Monday, 31 August 2009

Cambodia reduces troops, citing improved security

By SOPHENG CHEANG,Associated Press Writer
Monday, August 31

PHNOM PENH, Cambodia – Cambodia has reduced by half the number of troops patrolling a disputed 11th century temple along the Thai border, citing improved security and the need for soldiers to help farmers plant rice, a defense ministry spokesman said Monday.

Long-standing tensions over temple ownership reached a fever pitch in July 2008 when UNESCO, the U.N. cultural agency, approved Cambodia's bid to have Preah Vihear named a World Heritage Site. Thailand protested the move, claiming that it undermined its claim to a small amount of adjacent land.

Since then, there have been several gunbattles between Thai and Cambodian troops in the area and a number of soldiers from both sides have been killed or wounded. Both sides have refused to back away from their positions until now, with each saying it has the rightful claim to the land.

Lt. Gen. Chhum Socheat said the troop pullout began Wednesday and was completed Sunday. Along with soldiers, the army has withdrawn tanks and other heavy equipment from the site around the temple.
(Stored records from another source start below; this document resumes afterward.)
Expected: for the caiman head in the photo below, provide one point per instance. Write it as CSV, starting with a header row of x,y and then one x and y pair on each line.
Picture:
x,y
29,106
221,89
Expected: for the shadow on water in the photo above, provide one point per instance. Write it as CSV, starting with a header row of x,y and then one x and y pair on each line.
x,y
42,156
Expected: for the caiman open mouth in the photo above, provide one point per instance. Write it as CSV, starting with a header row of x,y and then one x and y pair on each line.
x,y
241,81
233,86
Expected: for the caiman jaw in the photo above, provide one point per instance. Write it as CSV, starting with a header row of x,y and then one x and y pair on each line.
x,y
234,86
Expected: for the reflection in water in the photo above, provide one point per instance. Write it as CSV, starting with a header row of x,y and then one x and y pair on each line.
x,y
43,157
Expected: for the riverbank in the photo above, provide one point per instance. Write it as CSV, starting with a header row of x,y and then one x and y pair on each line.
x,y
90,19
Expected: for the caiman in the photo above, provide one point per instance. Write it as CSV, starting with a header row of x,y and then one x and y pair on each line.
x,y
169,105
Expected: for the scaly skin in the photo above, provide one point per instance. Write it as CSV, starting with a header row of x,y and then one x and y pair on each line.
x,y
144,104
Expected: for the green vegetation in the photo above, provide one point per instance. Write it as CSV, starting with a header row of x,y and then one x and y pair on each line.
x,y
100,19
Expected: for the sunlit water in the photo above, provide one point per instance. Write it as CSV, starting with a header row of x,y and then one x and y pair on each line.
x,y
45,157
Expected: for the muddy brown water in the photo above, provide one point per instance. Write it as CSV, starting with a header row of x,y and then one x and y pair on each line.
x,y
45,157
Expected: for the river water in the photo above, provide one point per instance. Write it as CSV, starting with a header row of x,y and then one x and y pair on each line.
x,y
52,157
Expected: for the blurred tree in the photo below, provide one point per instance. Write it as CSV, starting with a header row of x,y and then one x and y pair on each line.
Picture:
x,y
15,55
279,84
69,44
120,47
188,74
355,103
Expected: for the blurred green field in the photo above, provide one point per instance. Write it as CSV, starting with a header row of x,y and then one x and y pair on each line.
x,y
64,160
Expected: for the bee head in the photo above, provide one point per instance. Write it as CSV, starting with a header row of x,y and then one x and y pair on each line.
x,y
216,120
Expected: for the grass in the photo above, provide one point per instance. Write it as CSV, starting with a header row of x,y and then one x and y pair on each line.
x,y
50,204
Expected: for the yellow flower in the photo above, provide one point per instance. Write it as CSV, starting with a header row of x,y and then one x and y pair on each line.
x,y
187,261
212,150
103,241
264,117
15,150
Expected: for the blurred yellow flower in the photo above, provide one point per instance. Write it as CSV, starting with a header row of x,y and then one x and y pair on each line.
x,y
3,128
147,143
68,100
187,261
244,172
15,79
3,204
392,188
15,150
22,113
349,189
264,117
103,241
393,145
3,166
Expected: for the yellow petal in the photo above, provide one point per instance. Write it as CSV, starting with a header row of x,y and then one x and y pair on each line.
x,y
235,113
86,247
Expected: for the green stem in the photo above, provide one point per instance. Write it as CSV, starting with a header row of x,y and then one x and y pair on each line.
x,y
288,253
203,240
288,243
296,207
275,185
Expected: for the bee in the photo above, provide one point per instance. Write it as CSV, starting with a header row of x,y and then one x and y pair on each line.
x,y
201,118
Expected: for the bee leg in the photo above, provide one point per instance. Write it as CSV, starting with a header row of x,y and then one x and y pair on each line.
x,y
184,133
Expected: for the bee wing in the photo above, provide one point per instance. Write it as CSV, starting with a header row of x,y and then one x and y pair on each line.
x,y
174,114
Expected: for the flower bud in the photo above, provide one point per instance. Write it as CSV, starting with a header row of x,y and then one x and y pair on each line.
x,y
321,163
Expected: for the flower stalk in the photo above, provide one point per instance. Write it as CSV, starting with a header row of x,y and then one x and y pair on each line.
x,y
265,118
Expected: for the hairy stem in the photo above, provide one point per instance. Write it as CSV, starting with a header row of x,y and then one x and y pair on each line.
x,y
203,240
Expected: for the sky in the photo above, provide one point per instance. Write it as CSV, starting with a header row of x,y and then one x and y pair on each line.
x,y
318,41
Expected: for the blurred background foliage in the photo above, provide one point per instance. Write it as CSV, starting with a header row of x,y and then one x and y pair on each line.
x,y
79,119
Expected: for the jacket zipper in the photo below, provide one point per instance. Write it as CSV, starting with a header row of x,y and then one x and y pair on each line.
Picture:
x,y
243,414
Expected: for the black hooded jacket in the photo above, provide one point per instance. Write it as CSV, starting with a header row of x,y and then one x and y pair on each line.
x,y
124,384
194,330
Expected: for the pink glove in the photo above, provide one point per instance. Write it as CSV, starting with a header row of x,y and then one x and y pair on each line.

"We have pulled out 50 percent of our forces from the disputed border near Thailand because we thought that the situation there was getting better from day to day," Chhum Socheat said, refusing to provide specific troop numbers because of security concerns.

"We also want to tell the Thai side that Cambodia wants to solve the border problem by peaceful means and wants the border be a peaceful place," he added.

There was no immediate comment from the Thai Foreign Ministry.

The World Court awarded the temple to Cambodia in 1962, but sovereignty over the surrounding land has never been clearly resolved.

Cambodia and Thailand share a 500-mile (800-kilometer) land border, part of which has never been clearly demarcated because each country relies on different maps.